On the Democratic side, Vermont Senator Bernie Sanders beat Hillary Clinton by a wide margin. This was not unexpected; he has been ahead of her in New Hampshire since early December. Like Trump, Sanders is an angry anti-establishment candidate who rouses great passions in the electorate and attracts some of the same voters Trump attracts, even though they are in different parties. Unlike Trump, Sanders does have policy proposals but they are by and large pie in-the-sky proposals, unlikely to be enacted in a country seriously divided between the two parties.

Sanders will face Hillary Clinton—the “progressive who gets things done,” as she has repeated off and on throughout this race. Like Kasich, Clinton is the candidate with the deep resume. Just as Kasich worked with her husband when Bill was president, Hillary could (and has) worked with Republicans in Congress. And the biggest part of the presidential job these days is, frankly foreign policy. But Hillary, so strong in this area, has been disadvantaged by the fact that Democratic primary voters never really care about this issue. In fact, going forward, Hillary may want to take a page out of Kasich’s New Hampshire book. Almost alone among the candidates he didn’t try to be Trump—he took the opposite tack. Calm and thoughtful versus angry and out there.

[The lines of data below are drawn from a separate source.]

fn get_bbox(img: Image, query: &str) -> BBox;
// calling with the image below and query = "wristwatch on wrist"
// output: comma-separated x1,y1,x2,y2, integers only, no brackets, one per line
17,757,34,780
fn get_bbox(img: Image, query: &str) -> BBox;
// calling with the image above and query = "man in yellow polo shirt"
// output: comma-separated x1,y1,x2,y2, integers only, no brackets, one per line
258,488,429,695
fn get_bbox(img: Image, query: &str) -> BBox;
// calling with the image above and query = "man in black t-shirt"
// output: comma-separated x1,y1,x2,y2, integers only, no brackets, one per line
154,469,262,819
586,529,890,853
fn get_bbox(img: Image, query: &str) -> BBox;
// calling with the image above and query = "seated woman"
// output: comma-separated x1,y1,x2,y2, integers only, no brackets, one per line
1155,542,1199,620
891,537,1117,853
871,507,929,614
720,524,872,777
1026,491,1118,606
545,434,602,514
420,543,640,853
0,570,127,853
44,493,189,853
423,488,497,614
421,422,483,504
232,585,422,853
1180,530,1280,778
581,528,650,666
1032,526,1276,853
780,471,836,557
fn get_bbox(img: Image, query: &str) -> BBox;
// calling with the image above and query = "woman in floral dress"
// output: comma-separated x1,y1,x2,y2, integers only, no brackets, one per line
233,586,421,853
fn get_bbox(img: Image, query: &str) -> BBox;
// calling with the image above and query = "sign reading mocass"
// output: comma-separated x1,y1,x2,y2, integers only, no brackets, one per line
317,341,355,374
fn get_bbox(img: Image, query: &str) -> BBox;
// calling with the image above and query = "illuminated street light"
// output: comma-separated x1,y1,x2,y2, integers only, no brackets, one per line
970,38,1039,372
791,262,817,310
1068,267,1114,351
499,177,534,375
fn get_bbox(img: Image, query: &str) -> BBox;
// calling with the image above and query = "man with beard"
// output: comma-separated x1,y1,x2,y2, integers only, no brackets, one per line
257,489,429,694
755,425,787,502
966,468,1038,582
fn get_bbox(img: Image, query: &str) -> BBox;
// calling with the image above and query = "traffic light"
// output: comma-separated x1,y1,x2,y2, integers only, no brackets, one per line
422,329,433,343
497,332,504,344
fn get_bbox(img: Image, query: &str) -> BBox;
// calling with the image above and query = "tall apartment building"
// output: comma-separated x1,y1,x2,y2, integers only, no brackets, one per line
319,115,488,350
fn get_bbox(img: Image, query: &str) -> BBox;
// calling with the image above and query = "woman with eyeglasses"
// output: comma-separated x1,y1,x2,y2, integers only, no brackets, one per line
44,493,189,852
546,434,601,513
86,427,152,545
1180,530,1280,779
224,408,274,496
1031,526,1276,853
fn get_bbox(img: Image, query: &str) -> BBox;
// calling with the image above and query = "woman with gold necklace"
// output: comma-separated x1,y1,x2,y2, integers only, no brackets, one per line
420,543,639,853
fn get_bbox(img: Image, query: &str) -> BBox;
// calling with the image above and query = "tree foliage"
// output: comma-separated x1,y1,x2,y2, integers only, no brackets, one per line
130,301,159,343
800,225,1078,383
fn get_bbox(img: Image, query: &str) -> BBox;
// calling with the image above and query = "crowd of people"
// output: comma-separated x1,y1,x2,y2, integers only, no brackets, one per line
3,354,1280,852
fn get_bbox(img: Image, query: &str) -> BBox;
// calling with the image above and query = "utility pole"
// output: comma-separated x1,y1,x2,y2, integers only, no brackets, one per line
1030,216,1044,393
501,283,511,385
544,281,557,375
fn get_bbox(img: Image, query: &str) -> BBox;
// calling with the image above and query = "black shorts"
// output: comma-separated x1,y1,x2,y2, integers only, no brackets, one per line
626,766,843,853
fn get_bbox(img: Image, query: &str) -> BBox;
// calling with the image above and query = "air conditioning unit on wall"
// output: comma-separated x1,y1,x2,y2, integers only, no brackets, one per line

This is likely to be a long race in both parties—perhaps all the way to the Conventions. By the time Super Tuesday rolls around on March 1 we will begin to start counting delegates in both parties. On the Democratic side it is likely to be a very close race—much like the Hillary-Obama race in 2008. That’s because all the delegates on the Democratic side are given to candidates in proportion to the vote they get. The way the math works out even losers win delegates and that stretches out the race. On the Republican side many states will start awarding all the delegates to the statewide winner after March 14. If Republicans don’t coalesce around an Anybody-But-Trump candidate, he could lock the nomination up early by simply continuing to win a plurality of the vote.

As the season unfolds Americans will have to ask themselves some serious questions. Do they want someone who expresses their rage but maybe can’t deliver on much of anything they promise, or do they settle for someone who might be able to get them something close to what they want?